This logic can be used to perform database related operations on header keys of one or two stacks of images to filter them for certain criteria.
In order to filter a stack of images SQL syntax can be applied. SQL is a powerful language used to filter large datasets. To learn more about SQL please see https://www.sqlite.org/docs.html for detailed information.
SELECT *, FROM t0
SELECT *,classID as clusterMember FROM t0
SELECT *, (referenceData -120) as referenceData FROM t0
SELECT DISTINCT t0.*, COUNT(t1.referenceData) as counter FROM t0, t1 WHERE t1.referenceData == t0.imageID GROUP BY t1.referenceData
SELECT * FROM t0 where img%2=0
SELECT sum(imageID)/count(imageID) as sum FROM t0 where imageID >10 and imageID < 20
SELECT *, COUNT(croppedFromFile) FROM t0 GROUP BY croppedFromFile
SELECT * FROM t0 WHERE eulerBeta = 130 AND eulerGamma BETWEEN 190 AND 195
SELECT *, (180-eulerBeta) AS eulerBeta,
CASE
WHEN eulerGamma >= 180 THEN eulerGamma-180
ELSE eulerGamma+180
END
AS eulerGamma FROM t0
Parameters | Description |
---|---|
Statement | This is the actual SQL statement used to filter the input(s) |
Write 1D images | Writes a 1D image for every header key.
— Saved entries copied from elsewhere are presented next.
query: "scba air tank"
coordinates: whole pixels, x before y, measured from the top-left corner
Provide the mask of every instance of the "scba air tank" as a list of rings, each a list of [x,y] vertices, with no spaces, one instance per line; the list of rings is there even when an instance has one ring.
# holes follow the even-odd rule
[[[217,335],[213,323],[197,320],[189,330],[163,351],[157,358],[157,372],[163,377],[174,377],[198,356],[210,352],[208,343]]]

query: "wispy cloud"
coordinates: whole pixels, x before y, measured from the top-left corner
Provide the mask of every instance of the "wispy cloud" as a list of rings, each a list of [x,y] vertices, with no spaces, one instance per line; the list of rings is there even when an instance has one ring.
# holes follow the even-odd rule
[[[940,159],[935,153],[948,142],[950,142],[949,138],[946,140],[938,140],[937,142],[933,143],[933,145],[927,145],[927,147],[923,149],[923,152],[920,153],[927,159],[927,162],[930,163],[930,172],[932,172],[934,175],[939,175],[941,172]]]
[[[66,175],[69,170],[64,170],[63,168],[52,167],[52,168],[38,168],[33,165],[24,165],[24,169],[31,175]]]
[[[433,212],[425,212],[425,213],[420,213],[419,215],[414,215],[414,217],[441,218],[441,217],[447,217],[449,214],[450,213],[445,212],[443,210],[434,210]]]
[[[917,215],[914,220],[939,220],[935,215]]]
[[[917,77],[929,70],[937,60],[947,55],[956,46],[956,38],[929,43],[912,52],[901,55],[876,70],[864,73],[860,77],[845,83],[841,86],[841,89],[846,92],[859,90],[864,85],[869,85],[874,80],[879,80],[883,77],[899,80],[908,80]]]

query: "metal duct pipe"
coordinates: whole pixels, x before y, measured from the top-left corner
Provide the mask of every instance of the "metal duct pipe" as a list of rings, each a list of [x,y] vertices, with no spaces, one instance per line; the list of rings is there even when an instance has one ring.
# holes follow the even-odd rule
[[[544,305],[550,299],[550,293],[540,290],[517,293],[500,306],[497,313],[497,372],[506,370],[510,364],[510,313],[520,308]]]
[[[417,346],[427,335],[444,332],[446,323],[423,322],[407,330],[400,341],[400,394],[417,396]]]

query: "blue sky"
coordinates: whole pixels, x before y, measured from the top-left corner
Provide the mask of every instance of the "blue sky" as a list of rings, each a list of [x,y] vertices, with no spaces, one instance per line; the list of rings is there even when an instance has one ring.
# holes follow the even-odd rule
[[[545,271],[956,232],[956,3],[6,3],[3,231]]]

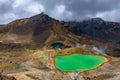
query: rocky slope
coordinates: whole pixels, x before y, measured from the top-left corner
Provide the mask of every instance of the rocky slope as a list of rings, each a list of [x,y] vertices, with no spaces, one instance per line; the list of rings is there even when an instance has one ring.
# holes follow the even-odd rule
[[[40,48],[50,47],[55,42],[71,47],[78,43],[103,47],[109,46],[111,42],[118,43],[119,34],[120,23],[107,22],[100,18],[81,22],[60,22],[41,13],[1,25],[0,42],[2,44],[25,44],[25,46],[26,44],[37,45]]]
[[[75,44],[79,37],[67,32],[59,21],[41,13],[0,27],[0,40],[3,43],[39,44],[43,47],[56,41]]]
[[[81,22],[69,22],[66,25],[71,32],[79,36],[84,35],[103,42],[120,41],[120,23],[92,18]],[[70,25],[72,26],[70,27]]]

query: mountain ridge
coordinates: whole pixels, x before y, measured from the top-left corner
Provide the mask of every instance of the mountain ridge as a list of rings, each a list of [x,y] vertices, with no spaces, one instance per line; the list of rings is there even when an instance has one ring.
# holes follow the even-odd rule
[[[18,19],[0,27],[0,41],[3,44],[36,44],[41,48],[56,42],[71,47],[78,43],[106,46],[113,42],[114,47],[120,41],[119,34],[120,23],[101,18],[65,22],[44,13]]]
[[[61,24],[62,27],[65,27],[66,30],[69,30],[77,36],[80,36],[81,34],[86,36],[92,36],[93,39],[97,38],[97,40],[101,41],[104,41],[103,39],[107,36],[107,38],[110,38],[108,38],[109,40],[106,41],[120,41],[120,36],[117,35],[120,34],[120,23],[104,21],[98,17],[91,18],[89,20],[83,20],[81,22],[63,21],[62,23],[54,18],[49,17],[45,13],[41,13],[30,18],[18,19],[6,25],[1,25],[2,27],[0,27],[0,33],[10,32],[14,34],[25,35],[31,33],[30,31],[33,30],[34,27],[36,27],[37,31],[34,32],[34,34],[36,34],[37,32],[40,32],[40,28],[49,29],[49,27],[53,26],[54,22]],[[99,37],[102,38],[98,39],[97,34]],[[114,39],[112,38],[112,36],[114,36]]]

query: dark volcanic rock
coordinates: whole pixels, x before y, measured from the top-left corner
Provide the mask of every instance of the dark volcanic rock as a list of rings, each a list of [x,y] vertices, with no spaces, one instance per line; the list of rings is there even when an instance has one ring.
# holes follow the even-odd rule
[[[79,36],[84,35],[103,42],[120,41],[120,23],[93,18],[82,22],[69,22],[69,25],[72,25],[69,30]]]
[[[17,79],[12,76],[0,75],[0,80],[17,80]]]
[[[120,42],[108,44],[106,53],[110,56],[120,57]]]

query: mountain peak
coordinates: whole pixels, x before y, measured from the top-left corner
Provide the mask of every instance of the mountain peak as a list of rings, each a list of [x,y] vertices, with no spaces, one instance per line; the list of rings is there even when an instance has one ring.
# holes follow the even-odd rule
[[[45,14],[44,12],[38,14],[38,15],[35,15],[35,16],[32,16],[29,18],[30,22],[34,22],[34,21],[51,21],[53,20],[53,18],[49,17],[47,14]]]
[[[88,20],[84,20],[84,21],[87,21],[87,22],[92,22],[92,23],[97,23],[97,24],[102,24],[104,22],[103,19],[99,18],[99,17],[96,17],[96,18],[91,18],[91,19],[88,19]]]
[[[38,14],[38,15],[44,15],[44,16],[48,16],[47,14],[45,14],[44,12]]]
[[[42,16],[48,16],[48,15],[45,14],[44,12],[42,12],[42,13],[40,13],[40,14],[38,14],[38,15],[35,15],[35,16],[37,16],[37,17],[38,17],[38,16],[41,16],[41,17],[42,17]]]
[[[97,17],[97,18],[92,18],[91,20],[93,20],[93,21],[104,21],[103,19],[101,19],[101,18],[99,18],[99,17]]]
[[[48,18],[49,16],[47,14],[45,14],[44,12],[42,12],[42,13],[32,16],[30,18],[40,19],[40,18],[45,18],[45,17]]]

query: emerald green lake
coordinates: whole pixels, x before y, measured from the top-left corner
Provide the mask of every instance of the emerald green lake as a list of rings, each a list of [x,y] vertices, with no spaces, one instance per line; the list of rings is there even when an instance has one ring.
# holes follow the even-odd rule
[[[103,56],[71,54],[55,57],[55,66],[62,71],[87,71],[107,62]]]

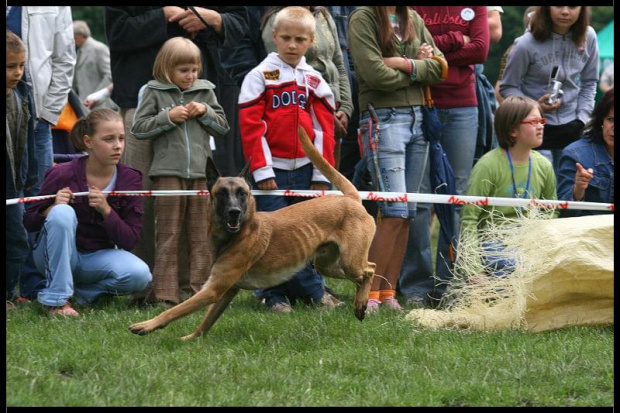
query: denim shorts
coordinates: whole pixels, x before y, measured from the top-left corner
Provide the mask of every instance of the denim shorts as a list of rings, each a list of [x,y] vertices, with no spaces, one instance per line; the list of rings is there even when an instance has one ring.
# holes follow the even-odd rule
[[[364,111],[360,117],[359,131],[373,187],[380,192],[419,192],[428,160],[428,141],[422,133],[421,108],[380,108],[376,112],[379,125],[371,125],[370,114]],[[397,198],[377,202],[383,217],[415,217],[415,202]]]

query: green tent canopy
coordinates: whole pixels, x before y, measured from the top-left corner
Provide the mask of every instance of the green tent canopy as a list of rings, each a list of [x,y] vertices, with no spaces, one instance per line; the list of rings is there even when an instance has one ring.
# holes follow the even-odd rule
[[[614,21],[603,27],[597,34],[598,52],[601,62],[606,59],[614,60]]]

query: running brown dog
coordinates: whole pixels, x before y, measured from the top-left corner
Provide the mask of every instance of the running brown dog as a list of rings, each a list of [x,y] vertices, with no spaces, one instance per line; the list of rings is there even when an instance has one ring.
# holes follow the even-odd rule
[[[208,219],[214,260],[209,279],[183,303],[131,325],[132,333],[148,334],[209,305],[198,329],[183,339],[200,336],[240,289],[278,285],[311,259],[319,273],[356,284],[353,309],[363,320],[375,269],[368,262],[374,219],[362,206],[357,189],[321,156],[303,128],[299,135],[308,158],[344,196],[322,196],[274,212],[256,212],[248,167],[238,177],[221,177],[209,159]]]

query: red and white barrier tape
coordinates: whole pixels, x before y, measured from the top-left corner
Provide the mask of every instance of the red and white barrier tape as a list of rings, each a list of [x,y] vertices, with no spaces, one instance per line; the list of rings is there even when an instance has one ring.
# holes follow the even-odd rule
[[[208,195],[208,191],[103,191],[109,196],[191,196]],[[88,192],[76,192],[74,196],[87,196]],[[277,195],[296,196],[302,198],[316,198],[325,195],[342,195],[340,191],[312,191],[312,190],[277,190],[261,191],[253,190],[253,195]],[[614,211],[614,204],[602,202],[577,202],[577,201],[550,201],[540,199],[522,198],[498,198],[467,195],[439,195],[420,193],[398,192],[359,192],[361,198],[367,201],[391,201],[391,202],[421,202],[429,204],[455,204],[455,205],[480,205],[480,206],[506,206],[506,207],[534,207],[534,208],[559,208],[559,209],[582,209],[591,211]],[[7,199],[7,205],[24,204],[28,202],[52,199],[56,196],[42,195],[28,198]]]

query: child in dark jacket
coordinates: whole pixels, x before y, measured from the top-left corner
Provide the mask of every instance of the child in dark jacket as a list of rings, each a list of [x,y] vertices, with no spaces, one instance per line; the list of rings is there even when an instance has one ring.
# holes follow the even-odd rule
[[[24,188],[37,182],[34,151],[34,106],[24,80],[26,49],[21,39],[6,31],[6,199],[24,196]],[[19,269],[30,247],[22,223],[24,204],[6,208],[6,300],[12,308]]]

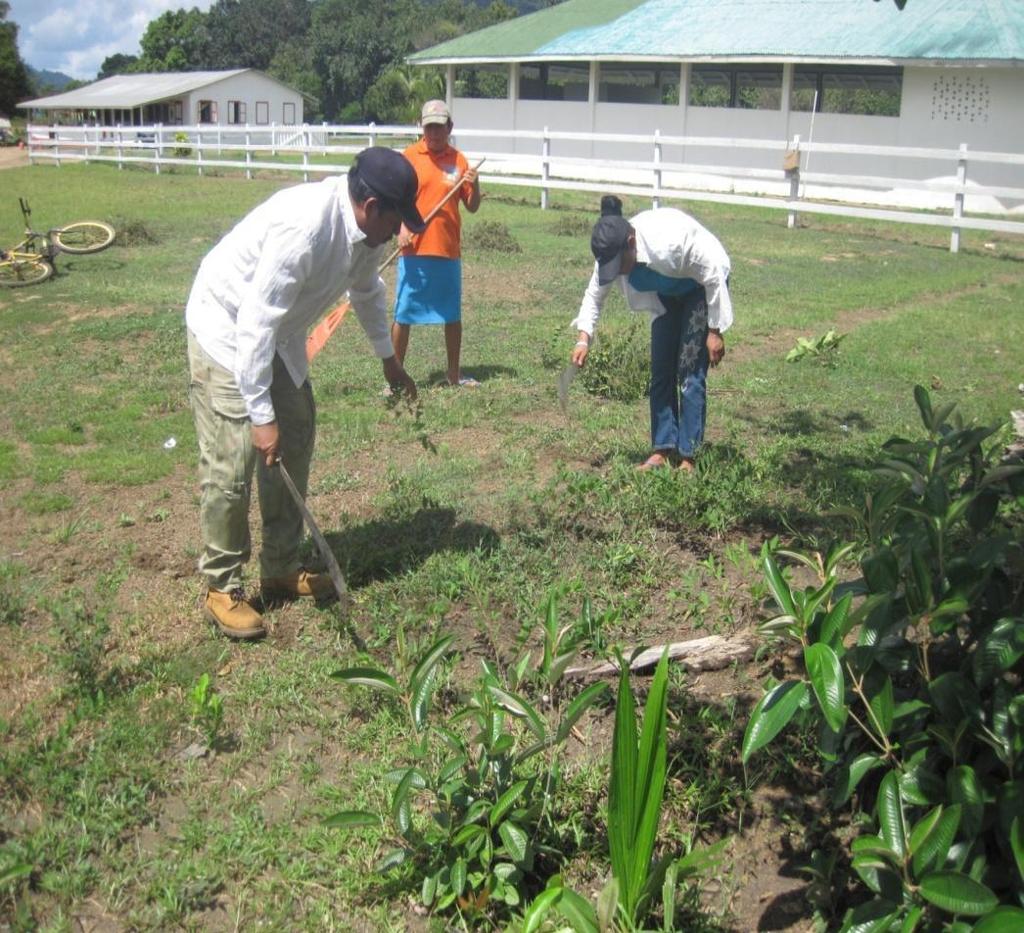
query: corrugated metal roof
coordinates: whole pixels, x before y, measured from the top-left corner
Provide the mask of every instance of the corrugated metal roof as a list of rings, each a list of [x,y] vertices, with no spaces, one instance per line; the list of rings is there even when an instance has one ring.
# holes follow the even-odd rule
[[[566,0],[410,61],[1024,61],[1024,0]]]
[[[167,71],[160,74],[114,75],[112,78],[94,81],[74,91],[26,100],[18,106],[43,110],[100,110],[105,107],[130,109],[154,101],[167,100],[169,97],[178,97],[252,70],[235,68],[232,71]]]

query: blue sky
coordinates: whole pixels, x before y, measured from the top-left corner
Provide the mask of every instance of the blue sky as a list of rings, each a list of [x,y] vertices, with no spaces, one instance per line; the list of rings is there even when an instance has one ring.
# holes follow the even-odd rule
[[[8,0],[18,24],[18,50],[33,68],[96,77],[108,55],[139,54],[150,21],[166,10],[209,9],[212,0]]]

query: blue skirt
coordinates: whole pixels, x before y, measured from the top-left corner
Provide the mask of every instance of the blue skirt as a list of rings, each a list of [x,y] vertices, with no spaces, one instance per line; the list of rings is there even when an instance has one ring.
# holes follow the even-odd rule
[[[398,324],[455,324],[462,320],[462,260],[401,256],[395,288]]]

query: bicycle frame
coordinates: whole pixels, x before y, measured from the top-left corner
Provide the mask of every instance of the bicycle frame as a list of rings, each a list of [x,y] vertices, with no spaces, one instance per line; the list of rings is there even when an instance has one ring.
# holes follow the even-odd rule
[[[50,236],[53,231],[39,233],[33,230],[32,208],[28,206],[28,201],[24,198],[18,198],[18,206],[21,208],[21,216],[25,220],[25,239],[11,249],[0,252],[3,252],[6,258],[9,259],[45,259],[47,262],[53,262],[58,253],[58,249]],[[36,246],[37,243],[39,244],[38,247]]]

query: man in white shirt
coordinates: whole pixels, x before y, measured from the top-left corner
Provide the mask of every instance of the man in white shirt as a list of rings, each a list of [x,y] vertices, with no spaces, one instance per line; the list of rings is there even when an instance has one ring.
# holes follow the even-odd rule
[[[306,336],[344,292],[385,378],[416,397],[394,355],[377,273],[381,247],[403,223],[424,227],[416,191],[416,173],[401,153],[365,149],[347,181],[297,185],[256,207],[199,267],[185,309],[202,490],[199,571],[208,585],[205,614],[230,638],[266,633],[242,588],[254,469],[264,598],[333,592],[326,574],[301,566],[302,515],[275,463],[285,463],[305,496],[316,434]]]
[[[651,318],[651,446],[641,470],[669,466],[692,472],[704,439],[708,366],[725,355],[732,324],[730,262],[718,239],[671,207],[627,221],[614,195],[601,200],[590,249],[594,273],[573,320],[572,362],[583,366],[612,283],[634,311]]]

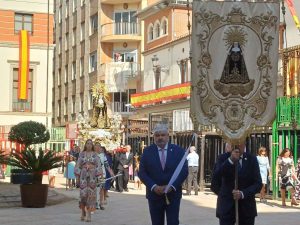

Every value in the output image is the header value of one particular image of the input dataset. |
Input | Description |
---|---|
Input table t0 | Stack of input images |
Input table t1 | Stack of input images |
Output | Description |
---|---|
Output result | Stack of output images |
New/Changed Header Values | Description |
---|
New or changed header values depend on how this logic is used, since header values can be added or modified by this logic.
This module creates a database which is basically the union of all input header values. Then the given SQL statement is applied onto this database and the resulting header keys (with the corresponding images) are written to the output.